賞金女王に最も近い日本人プレーヤー、渡邉彩香が「目指す場所」

  • 佐藤 俊●取材・文 text by Sato Shun
  • 佐野美樹●撮影 photo by Sano Miki

 イ・ボミやテレサ・ルーとプレーする中で、渡邉はセカンドショット以降の技術的な差を感じたという。とりわけイ・ボミが見せた"ここぞ"というときの、精度の高い"決めショット"に衝撃を受け、このオフはその練習に多くの時間を割いた。例えば、100ヤード前後の距離を、ウェッジから8番アイアンまで使用して、今までにないくらい低く打ったり、高く打ったり、ちょっと抑え目に打ったりして、状況によってさまざまな"決めショット"が打てるように練習した。

「でもこれは、トレーニングだけではわからない部分があります。

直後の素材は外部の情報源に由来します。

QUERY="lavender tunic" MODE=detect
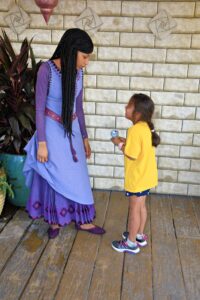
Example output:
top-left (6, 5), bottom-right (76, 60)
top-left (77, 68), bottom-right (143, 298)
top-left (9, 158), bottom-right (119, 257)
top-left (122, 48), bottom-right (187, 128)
top-left (24, 61), bottom-right (95, 225)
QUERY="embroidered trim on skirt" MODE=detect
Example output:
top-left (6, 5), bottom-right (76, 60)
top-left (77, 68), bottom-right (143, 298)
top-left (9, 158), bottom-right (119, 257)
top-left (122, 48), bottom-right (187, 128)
top-left (26, 172), bottom-right (95, 226)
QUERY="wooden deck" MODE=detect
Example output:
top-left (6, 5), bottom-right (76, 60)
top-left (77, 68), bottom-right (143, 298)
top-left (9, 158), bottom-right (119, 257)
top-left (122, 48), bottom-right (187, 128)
top-left (0, 191), bottom-right (200, 300)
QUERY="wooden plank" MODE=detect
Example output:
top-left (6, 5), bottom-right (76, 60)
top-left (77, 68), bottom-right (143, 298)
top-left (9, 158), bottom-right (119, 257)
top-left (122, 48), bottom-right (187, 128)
top-left (178, 238), bottom-right (200, 300)
top-left (171, 196), bottom-right (200, 237)
top-left (0, 220), bottom-right (48, 300)
top-left (55, 192), bottom-right (110, 300)
top-left (20, 224), bottom-right (76, 300)
top-left (88, 192), bottom-right (128, 300)
top-left (151, 195), bottom-right (186, 300)
top-left (0, 209), bottom-right (32, 273)
top-left (192, 197), bottom-right (200, 232)
top-left (122, 197), bottom-right (153, 300)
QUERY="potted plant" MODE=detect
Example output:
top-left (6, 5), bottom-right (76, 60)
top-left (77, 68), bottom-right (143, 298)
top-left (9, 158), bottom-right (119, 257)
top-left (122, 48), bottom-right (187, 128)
top-left (0, 31), bottom-right (40, 206)
top-left (0, 164), bottom-right (14, 215)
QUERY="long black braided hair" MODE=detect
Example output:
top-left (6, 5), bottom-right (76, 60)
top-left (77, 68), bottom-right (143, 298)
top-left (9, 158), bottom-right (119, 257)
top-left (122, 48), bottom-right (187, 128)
top-left (51, 28), bottom-right (94, 136)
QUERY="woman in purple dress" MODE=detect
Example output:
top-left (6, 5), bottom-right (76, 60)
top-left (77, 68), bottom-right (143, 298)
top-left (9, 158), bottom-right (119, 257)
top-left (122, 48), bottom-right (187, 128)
top-left (24, 28), bottom-right (105, 238)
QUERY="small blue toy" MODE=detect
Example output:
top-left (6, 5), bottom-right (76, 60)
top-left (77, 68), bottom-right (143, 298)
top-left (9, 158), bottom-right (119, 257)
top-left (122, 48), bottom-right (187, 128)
top-left (111, 129), bottom-right (119, 138)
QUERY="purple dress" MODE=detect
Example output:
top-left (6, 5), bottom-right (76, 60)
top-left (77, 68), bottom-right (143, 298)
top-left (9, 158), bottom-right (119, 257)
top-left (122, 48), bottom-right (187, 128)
top-left (23, 60), bottom-right (95, 226)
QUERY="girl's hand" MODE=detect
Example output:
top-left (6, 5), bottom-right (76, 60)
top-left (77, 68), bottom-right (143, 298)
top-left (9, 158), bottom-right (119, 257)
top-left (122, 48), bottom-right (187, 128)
top-left (37, 142), bottom-right (48, 163)
top-left (119, 136), bottom-right (126, 144)
top-left (83, 138), bottom-right (92, 158)
top-left (111, 137), bottom-right (122, 146)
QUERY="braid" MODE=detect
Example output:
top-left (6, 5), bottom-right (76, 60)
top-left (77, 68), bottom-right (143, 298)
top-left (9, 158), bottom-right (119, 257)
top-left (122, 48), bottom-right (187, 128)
top-left (51, 28), bottom-right (93, 136)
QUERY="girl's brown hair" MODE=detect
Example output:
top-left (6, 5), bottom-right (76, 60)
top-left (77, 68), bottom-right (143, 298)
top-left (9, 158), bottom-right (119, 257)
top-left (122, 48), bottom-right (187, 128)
top-left (130, 94), bottom-right (160, 147)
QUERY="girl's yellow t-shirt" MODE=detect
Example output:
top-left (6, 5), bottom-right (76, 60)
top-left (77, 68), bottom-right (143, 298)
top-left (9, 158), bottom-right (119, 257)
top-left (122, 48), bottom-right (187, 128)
top-left (124, 121), bottom-right (158, 193)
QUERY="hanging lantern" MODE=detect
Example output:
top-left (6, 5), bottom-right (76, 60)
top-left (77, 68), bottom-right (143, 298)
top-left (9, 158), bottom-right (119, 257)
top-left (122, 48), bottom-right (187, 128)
top-left (35, 0), bottom-right (58, 23)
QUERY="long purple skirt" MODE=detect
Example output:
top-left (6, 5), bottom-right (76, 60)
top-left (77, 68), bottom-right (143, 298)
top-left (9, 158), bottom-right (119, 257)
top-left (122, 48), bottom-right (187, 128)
top-left (26, 172), bottom-right (95, 226)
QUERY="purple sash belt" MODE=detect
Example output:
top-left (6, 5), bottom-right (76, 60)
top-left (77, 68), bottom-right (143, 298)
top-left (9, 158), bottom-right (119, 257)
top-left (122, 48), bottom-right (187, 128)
top-left (45, 107), bottom-right (78, 162)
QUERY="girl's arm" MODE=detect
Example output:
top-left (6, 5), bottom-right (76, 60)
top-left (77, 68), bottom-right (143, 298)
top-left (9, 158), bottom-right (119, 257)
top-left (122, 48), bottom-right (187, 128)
top-left (76, 89), bottom-right (88, 139)
top-left (111, 137), bottom-right (134, 160)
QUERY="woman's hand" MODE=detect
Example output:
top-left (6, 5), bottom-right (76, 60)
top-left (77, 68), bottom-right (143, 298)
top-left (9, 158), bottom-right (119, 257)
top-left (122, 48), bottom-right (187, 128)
top-left (83, 138), bottom-right (91, 158)
top-left (37, 142), bottom-right (48, 163)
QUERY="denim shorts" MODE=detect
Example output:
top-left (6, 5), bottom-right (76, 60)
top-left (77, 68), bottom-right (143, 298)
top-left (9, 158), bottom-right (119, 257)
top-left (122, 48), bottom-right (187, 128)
top-left (125, 189), bottom-right (150, 197)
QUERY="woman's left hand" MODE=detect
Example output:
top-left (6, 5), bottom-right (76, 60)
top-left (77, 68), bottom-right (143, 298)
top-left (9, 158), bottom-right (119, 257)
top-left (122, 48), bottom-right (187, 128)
top-left (83, 138), bottom-right (91, 158)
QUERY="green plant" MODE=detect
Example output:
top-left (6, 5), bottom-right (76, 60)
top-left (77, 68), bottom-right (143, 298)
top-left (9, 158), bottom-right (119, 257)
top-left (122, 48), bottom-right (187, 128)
top-left (0, 31), bottom-right (41, 154)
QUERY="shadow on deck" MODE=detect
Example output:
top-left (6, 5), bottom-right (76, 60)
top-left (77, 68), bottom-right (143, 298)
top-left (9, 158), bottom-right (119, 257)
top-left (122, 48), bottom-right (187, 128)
top-left (0, 191), bottom-right (200, 300)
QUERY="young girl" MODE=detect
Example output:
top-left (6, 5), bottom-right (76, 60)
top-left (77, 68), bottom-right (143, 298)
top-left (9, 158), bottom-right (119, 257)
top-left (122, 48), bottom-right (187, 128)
top-left (112, 94), bottom-right (160, 253)
top-left (24, 28), bottom-right (105, 238)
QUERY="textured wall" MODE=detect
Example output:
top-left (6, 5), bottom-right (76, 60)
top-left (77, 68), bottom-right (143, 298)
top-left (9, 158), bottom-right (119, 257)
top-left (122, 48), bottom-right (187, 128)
top-left (0, 0), bottom-right (200, 195)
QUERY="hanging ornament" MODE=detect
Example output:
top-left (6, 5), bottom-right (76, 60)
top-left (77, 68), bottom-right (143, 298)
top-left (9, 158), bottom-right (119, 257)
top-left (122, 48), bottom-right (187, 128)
top-left (35, 0), bottom-right (58, 23)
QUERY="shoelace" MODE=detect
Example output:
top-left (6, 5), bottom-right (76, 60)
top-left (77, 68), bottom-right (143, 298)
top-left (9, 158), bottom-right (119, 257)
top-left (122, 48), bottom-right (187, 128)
top-left (118, 241), bottom-right (128, 248)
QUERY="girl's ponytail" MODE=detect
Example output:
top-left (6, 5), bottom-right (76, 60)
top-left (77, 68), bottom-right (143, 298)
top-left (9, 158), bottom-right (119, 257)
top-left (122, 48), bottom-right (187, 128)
top-left (147, 121), bottom-right (160, 147)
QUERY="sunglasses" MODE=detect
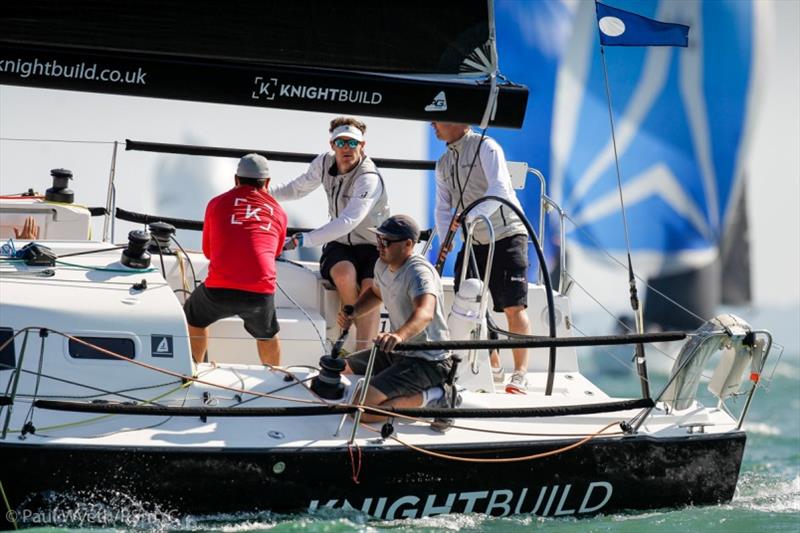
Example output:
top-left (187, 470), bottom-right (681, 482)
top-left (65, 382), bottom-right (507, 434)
top-left (333, 139), bottom-right (361, 149)
top-left (378, 235), bottom-right (408, 248)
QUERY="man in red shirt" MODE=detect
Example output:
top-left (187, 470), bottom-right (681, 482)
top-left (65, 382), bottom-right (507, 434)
top-left (183, 154), bottom-right (286, 365)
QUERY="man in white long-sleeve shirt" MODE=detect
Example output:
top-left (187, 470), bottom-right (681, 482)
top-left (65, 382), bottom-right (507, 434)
top-left (432, 122), bottom-right (530, 393)
top-left (269, 117), bottom-right (389, 349)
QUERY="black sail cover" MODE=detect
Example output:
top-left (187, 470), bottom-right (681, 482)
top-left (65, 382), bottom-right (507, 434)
top-left (0, 0), bottom-right (528, 128)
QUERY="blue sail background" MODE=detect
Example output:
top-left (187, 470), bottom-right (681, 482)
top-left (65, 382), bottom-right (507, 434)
top-left (430, 0), bottom-right (758, 322)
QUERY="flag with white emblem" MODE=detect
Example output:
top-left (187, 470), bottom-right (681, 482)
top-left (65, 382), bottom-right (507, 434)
top-left (595, 2), bottom-right (689, 47)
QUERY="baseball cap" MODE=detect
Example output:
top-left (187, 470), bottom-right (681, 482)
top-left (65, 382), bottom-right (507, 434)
top-left (236, 154), bottom-right (269, 180)
top-left (331, 124), bottom-right (364, 142)
top-left (370, 215), bottom-right (419, 242)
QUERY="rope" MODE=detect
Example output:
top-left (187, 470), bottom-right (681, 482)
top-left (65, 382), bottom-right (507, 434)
top-left (0, 481), bottom-right (19, 529)
top-left (365, 420), bottom-right (621, 464)
top-left (564, 213), bottom-right (708, 322)
top-left (0, 137), bottom-right (116, 144)
top-left (347, 440), bottom-right (364, 485)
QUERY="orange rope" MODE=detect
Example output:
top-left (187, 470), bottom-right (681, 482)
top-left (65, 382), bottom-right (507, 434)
top-left (367, 421), bottom-right (620, 463)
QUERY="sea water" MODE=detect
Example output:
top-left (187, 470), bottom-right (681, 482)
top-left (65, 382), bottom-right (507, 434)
top-left (12, 314), bottom-right (800, 533)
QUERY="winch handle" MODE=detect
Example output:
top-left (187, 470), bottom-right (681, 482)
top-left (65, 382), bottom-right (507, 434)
top-left (434, 214), bottom-right (461, 275)
top-left (331, 305), bottom-right (356, 359)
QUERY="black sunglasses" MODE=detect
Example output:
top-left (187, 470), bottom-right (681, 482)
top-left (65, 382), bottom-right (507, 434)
top-left (378, 235), bottom-right (408, 248)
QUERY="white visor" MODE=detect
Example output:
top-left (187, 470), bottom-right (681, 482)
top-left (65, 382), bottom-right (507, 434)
top-left (331, 124), bottom-right (364, 142)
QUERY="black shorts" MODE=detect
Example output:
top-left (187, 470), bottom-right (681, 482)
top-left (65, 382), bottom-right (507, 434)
top-left (319, 241), bottom-right (378, 284)
top-left (454, 235), bottom-right (528, 313)
top-left (183, 283), bottom-right (281, 339)
top-left (347, 350), bottom-right (453, 400)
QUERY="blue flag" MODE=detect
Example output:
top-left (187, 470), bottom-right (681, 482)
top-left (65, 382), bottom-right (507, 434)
top-left (595, 2), bottom-right (689, 46)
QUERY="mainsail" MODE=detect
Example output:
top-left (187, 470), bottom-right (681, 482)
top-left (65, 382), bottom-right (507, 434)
top-left (0, 0), bottom-right (528, 127)
top-left (482, 0), bottom-right (769, 327)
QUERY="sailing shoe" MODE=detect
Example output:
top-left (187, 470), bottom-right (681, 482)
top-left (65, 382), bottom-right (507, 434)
top-left (492, 366), bottom-right (506, 385)
top-left (427, 383), bottom-right (462, 433)
top-left (506, 370), bottom-right (528, 394)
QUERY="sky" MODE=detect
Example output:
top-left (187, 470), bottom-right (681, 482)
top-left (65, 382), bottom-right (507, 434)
top-left (0, 0), bottom-right (800, 342)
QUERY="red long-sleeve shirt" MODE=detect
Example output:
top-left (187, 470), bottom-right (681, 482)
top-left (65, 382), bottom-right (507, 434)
top-left (203, 185), bottom-right (286, 294)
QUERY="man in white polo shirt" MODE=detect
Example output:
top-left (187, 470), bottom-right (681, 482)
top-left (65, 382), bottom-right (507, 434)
top-left (269, 117), bottom-right (389, 349)
top-left (338, 215), bottom-right (459, 422)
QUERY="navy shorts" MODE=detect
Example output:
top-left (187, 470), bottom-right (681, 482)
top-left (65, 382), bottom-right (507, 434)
top-left (183, 283), bottom-right (281, 339)
top-left (454, 235), bottom-right (528, 313)
top-left (319, 241), bottom-right (378, 284)
top-left (347, 350), bottom-right (453, 400)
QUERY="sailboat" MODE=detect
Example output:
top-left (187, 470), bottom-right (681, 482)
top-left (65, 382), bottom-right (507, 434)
top-left (0, 0), bottom-right (772, 527)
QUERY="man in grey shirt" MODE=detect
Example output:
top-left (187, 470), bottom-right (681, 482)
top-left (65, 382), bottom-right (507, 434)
top-left (338, 215), bottom-right (452, 422)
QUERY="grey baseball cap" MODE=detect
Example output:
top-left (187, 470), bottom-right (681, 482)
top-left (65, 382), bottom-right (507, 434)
top-left (236, 154), bottom-right (269, 180)
top-left (370, 215), bottom-right (419, 242)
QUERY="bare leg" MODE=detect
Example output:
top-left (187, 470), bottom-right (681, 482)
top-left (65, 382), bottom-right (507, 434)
top-left (256, 335), bottom-right (281, 366)
top-left (503, 305), bottom-right (531, 372)
top-left (354, 278), bottom-right (381, 350)
top-left (354, 387), bottom-right (422, 423)
top-left (189, 325), bottom-right (208, 363)
top-left (331, 261), bottom-right (368, 349)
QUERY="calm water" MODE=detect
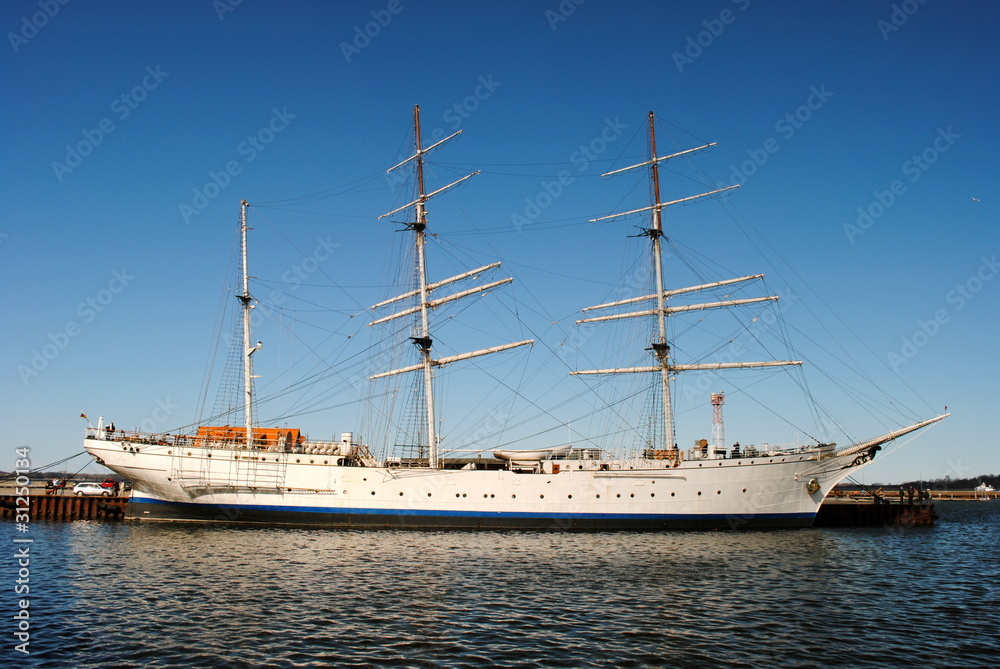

試合で、それもプレッシャーのかかる場面で、いかに打てるか、ですね」

 ともあれ、技術は確実に上がっている。ツアー本格参戦を果たした2013年から2015年まで、パーオン率や平均パット数など部門別スタッツは年々上昇。今季もさらなるレベルアップが見込める。

 そんな中、昨年のスタッツを見て、ひとつだけ気になることがあった。唯一、リカバリー率()が50位と、極端に低かったことだ。渡邉の成績からして、この数字には違和感を覚えた。
※パーオンしないホールで、パーかそれよりいいスコアを獲得する率

「優勝争いに加わっているときとか、厳しいところにピンが切ってあったりすると、ほとんどの選手はグリーンの広いほうに打つじゃないですか。それが正しいと思うんですけど、私は飛ばせる分、アドバンテージがある。だからセカンドで、安全なほう、グリーンの真ん中を狙う、という考えがあまりないんです。どうしても(ピンを)狙ってしまうんですよ。そうすると、ちょっと球筋がブレただけでグリーンから外れてしまう。しかも(グリーンを外したときは)難しいところに外れることが多いんです。